Vorrei dire: La maratona è un’arte marziale.
Chi la corre compie una scelta estetica, non una sportiva. Lo sport non c’entra niente.
Vorrei dire: Resistere alla più alta velocità possibile per una strada così lunga è la cosa più bella che una mente umana possa produrre.
La mente non è il cervello, la mente è il sistema del corpo che pensa.
La mente è la rete in cui il mio avampiede, il mio cuore, il mio glicogeno, i miei desideri, la mia memoria, tutto me stesso dialoga con tutto me stesso e con tutto ciò che dall’esterno modifica o può modificare me stesso.

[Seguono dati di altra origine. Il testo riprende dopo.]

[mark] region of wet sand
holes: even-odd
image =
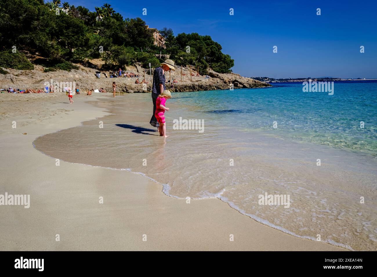
[[[49,96],[0,95],[0,194],[30,194],[31,201],[29,208],[0,207],[1,249],[346,250],[280,232],[218,199],[191,199],[189,204],[169,197],[159,184],[126,170],[63,161],[57,166],[55,159],[35,149],[33,142],[108,114],[100,104],[86,102],[107,96],[74,96],[70,105],[65,95]],[[129,119],[150,118],[150,106],[141,103],[136,117]],[[67,147],[80,141],[67,139]]]

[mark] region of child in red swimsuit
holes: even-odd
[[[166,100],[172,97],[170,92],[167,90],[165,90],[164,92],[158,95],[156,99],[156,112],[155,116],[157,119],[157,121],[159,122],[159,126],[158,127],[158,132],[160,133],[160,136],[167,138],[166,135],[166,124],[165,124],[165,111],[169,111],[169,108],[165,107]]]

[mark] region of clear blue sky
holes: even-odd
[[[247,77],[377,78],[375,0],[68,2],[92,11],[108,3],[151,28],[209,35],[234,59],[233,72]]]

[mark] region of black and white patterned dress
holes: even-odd
[[[165,76],[164,70],[162,67],[157,67],[153,72],[153,83],[152,84],[152,101],[153,101],[153,113],[150,119],[149,123],[154,127],[158,127],[159,124],[157,121],[157,119],[155,116],[155,112],[156,112],[156,99],[158,95],[162,92],[160,91],[160,84],[162,84],[164,86],[164,90],[166,89],[165,86]]]

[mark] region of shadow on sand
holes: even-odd
[[[131,129],[132,130],[131,132],[133,132],[134,133],[136,133],[138,134],[143,134],[143,135],[151,135],[152,136],[156,136],[157,135],[153,135],[153,134],[150,134],[149,133],[145,133],[144,132],[157,132],[157,130],[153,130],[153,129],[148,129],[146,128],[144,128],[144,127],[141,127],[139,126],[133,126],[133,125],[130,125],[128,124],[116,124],[116,126],[118,127],[121,127],[122,128],[126,128],[126,129]]]

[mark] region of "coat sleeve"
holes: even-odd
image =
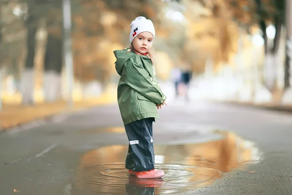
[[[140,58],[130,58],[127,62],[126,71],[127,83],[129,87],[156,104],[164,103],[166,96],[156,78],[150,77],[145,70]]]

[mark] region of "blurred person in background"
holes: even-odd
[[[174,83],[175,97],[177,98],[179,95],[179,85],[182,79],[182,71],[180,68],[175,67],[171,70],[171,79]]]
[[[121,76],[118,103],[129,140],[126,168],[138,178],[159,178],[164,173],[154,167],[152,123],[155,118],[160,119],[157,110],[167,104],[150,51],[155,30],[144,17],[132,21],[130,29],[130,48],[114,51],[116,70]]]
[[[182,70],[182,82],[184,85],[184,97],[186,100],[189,100],[188,91],[190,87],[190,83],[192,79],[193,71],[190,66],[187,63],[184,63],[183,65]]]

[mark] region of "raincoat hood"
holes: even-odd
[[[116,71],[119,75],[121,76],[123,67],[126,62],[132,56],[137,54],[132,52],[129,48],[126,48],[122,50],[115,50],[113,53],[117,59],[115,62]]]

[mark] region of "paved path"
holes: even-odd
[[[0,133],[1,194],[292,194],[292,116],[173,99],[168,104],[154,124],[164,179],[147,185],[127,176],[128,140],[113,105]]]

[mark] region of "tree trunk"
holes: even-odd
[[[27,56],[25,69],[22,75],[22,103],[33,104],[34,101],[34,65],[36,52],[36,21],[30,17],[27,24]]]
[[[291,63],[292,63],[292,2],[290,0],[286,0],[286,62],[285,65],[285,87],[288,88],[291,86],[292,80],[291,78]]]
[[[44,92],[46,101],[55,101],[61,97],[62,64],[62,39],[48,34],[44,63]]]

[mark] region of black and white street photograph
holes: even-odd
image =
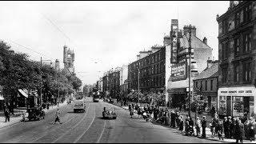
[[[256,1],[1,1],[0,143],[256,143]]]

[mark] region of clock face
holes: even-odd
[[[237,5],[238,5],[239,4],[239,1],[234,1],[234,6],[237,6]]]

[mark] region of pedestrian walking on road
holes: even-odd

Ecco, il corpo che pensa raggiunge il più alto grado di bellezza nella maratona. Credo che ciò varrebbe anche se sapessimo volare.

Sinossi
Dario Rensich è arrivato sesto alla maratona di New York. Un risultato lusinghiero, quanto basta per diventare un apprezzato allenatore della Federazione, che lo manda in Ungheria con l’incarico di preparare per la maratona un gruppo di giovani mezzofondiste, determinate ad afferrare l’occasione per emergere. Un tormentoso iter per l’adozione di Fiona, la bimba che lui e la moglie Maura «aspettano», sembra sia giunto alle ultime battute proprio in coincidenza con la partenza di Dario per Szeged, la cittadina in riva al Danubio. Il fiume in agonia, inquinato dal cianuro, accompagna l’allenamento delle sette ambiziose diciottenni, tra le quali spicca l’imperscrutabile, magnetica Agota…
Segnato dalla disciplina della corsa, A perdifiato è un romanzo sul fuggire. Un libro inquieto, carico di forza e ambiguità, in cui tutte le vicende, come l’appassionante maratona finale, accelerano assumendo una piega sempre piú imprevedibile.